A group of journalists and activists who filed a lawsuit two years ago challenging a controversial provision in a national defense spending bill that they claimed allows for the indefinite detention of U.S. citizens were dealt a crushing blow Monday when the U.S. Supreme Court declined to hear their appeal.

In declining to hear the case, the highest court in the land effectively killed the lawsuit—Hedges V. Obama—which was brought by famed former New York Times reporter and Pulitzer Prize-winner Chris Hedges, Pentagon Papers whistleblower Daniel Ellsberg, renowned linguist Noam Chomsky, plus four others. Collectively, the plaintiffs were dubbed “The Magnificent Seven” by supporters.

The decision upholds the U.S. Second District Court of Appeals July 2013 decision to vacate a permanent injunction on its implementation, which was previously issued by a President Obama-appointed U.S. District Court Judge in September 2012. In her decision, Judge Katherine Forest, ruled Section 1021 of the 2012 National Defense Authorization Act unconstitutional. The Obama Administration appealed Forest’s ruling the very next day.

In a Facebook post Monday, Tangerine Bolen, founder of nonprofit whistleblower advocacy group RevolutionTruth and one of the plaintiffs in the suit, blasted the court for recent decisions defining corporations as “persons” and stripping regulations limiting campaign donations while at the same time limiting the rights of “living, breathing people.”

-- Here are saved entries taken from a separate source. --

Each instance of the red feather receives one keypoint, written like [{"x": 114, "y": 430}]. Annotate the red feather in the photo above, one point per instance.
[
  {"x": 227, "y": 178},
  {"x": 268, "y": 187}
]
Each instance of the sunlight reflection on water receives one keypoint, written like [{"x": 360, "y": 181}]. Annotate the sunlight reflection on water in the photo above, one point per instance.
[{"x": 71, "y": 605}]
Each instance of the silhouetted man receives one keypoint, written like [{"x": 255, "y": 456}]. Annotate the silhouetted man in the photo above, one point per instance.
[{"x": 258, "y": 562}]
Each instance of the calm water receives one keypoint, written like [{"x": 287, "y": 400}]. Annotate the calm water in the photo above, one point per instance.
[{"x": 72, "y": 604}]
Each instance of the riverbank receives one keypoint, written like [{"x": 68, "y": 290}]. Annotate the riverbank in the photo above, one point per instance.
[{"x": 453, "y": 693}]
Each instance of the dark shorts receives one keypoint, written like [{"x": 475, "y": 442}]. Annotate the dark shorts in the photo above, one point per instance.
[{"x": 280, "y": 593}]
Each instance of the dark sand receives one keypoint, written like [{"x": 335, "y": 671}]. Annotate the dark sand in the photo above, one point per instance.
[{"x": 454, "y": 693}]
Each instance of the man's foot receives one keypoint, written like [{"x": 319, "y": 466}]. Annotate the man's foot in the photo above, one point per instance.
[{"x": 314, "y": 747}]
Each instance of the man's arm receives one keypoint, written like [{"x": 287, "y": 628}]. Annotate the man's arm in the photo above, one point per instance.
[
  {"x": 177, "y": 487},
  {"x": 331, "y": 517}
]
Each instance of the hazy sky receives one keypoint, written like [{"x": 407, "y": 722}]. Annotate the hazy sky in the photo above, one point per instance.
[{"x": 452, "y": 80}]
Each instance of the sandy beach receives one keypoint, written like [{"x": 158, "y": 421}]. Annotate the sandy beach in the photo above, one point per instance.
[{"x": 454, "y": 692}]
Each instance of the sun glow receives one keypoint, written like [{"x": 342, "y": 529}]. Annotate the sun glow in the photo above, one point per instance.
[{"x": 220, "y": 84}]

“We are no longer a nation ruled by laws,” she wrote. “We are nation ruled by men who have so steeped themselves in a false narrative that at the same time they are exponentially increasing the ranks of terrorists, they are destroying the rule of law itself. It is madness upon madness—the classic tale of becoming the evil you purport to fight while believing you remain righteous.”

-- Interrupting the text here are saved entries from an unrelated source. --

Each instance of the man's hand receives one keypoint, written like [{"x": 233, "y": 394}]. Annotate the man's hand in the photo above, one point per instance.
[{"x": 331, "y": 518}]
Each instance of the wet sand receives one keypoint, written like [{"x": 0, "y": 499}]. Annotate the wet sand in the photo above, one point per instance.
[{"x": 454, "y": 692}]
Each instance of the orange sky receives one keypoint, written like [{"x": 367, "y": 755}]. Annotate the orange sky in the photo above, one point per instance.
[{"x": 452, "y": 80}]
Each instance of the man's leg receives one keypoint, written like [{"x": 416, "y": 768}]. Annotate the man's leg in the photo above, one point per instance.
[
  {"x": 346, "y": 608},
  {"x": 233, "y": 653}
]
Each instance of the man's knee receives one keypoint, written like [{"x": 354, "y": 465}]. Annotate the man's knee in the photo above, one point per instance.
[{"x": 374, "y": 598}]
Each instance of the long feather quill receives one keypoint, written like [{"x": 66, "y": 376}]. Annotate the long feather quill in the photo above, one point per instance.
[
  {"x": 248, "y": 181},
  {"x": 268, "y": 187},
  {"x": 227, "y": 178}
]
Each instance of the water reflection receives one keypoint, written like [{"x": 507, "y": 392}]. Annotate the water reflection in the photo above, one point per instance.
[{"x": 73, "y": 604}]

Hedges and others had sought a permanent injunction of the provision, arguing that it violated the First and Fifth Amendments.

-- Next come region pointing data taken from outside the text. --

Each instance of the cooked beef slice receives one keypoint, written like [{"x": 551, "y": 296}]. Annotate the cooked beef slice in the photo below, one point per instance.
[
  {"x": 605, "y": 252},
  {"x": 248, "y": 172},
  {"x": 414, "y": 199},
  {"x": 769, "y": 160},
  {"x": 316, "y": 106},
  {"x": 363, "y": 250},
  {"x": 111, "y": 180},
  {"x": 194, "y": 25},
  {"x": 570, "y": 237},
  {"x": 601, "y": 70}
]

They also claimed that the provision gives the executive branch full authority to militarily detain people suspected of providing “substantial and/or direct support” to terrorists until the end of hostilities, which according to the provision, is lawful under the Authorization for Use of Military Force (AUMF)—enacted three days after the Sept. 11, 2001 attacks.

Hedges took the Obama Administration to court because, in part, he argued that the terminology—“covered persons”—used in the bill was overbroad, adding that it could be cited to detain journalists reporting on groups hostile to the United States.

“The deterioration of civil liberties under the Obama administration has complete continuity with the attack on civil liberties under the Bush administration,” Hudges told hundreds of supporters last year outside the Second Circuit Court of Appeals in Manhattan following oral arguments. “In fact, under the Obama administration it has been worse. The radical interpretation of the 2001 Authorization to Use Military Force Act [AUMF] has given the U.S. government, in particular the executive branch, the right to assassinate American citizens.”

Forest sided with Hedges, writing in her decision that the seven plaintiffs “testified credibly” to having a reasonable fear that their activities could subject them to indefinite detention. But the U.S. Second District Court of Appeals ruled that they lacked standing because “Section 1021 says nothing at all about the President’s authority to detain American citizens.”

Their failed appeal to the Supreme Court ends a long legal battle with the Obama administration, yet Bolen, in her Facebook post, vowed to fight on.

“This battle is lost but the war is not over. Arab Spring and Occupy showed us that it is possible for millions of people to stand up together, to awaken a shared commitment to a better future,” she wrote. “They were a reminder that all things are possible—not just assaults, lies, corruption and the slow devastation wrought on us by the world’s most powerful elites—but a spontaneous rising up, to reclaim our power, our voices and our futures.”

Bruce Afran, one of the attorneys who brought the suit, did not immediately return a call for comment.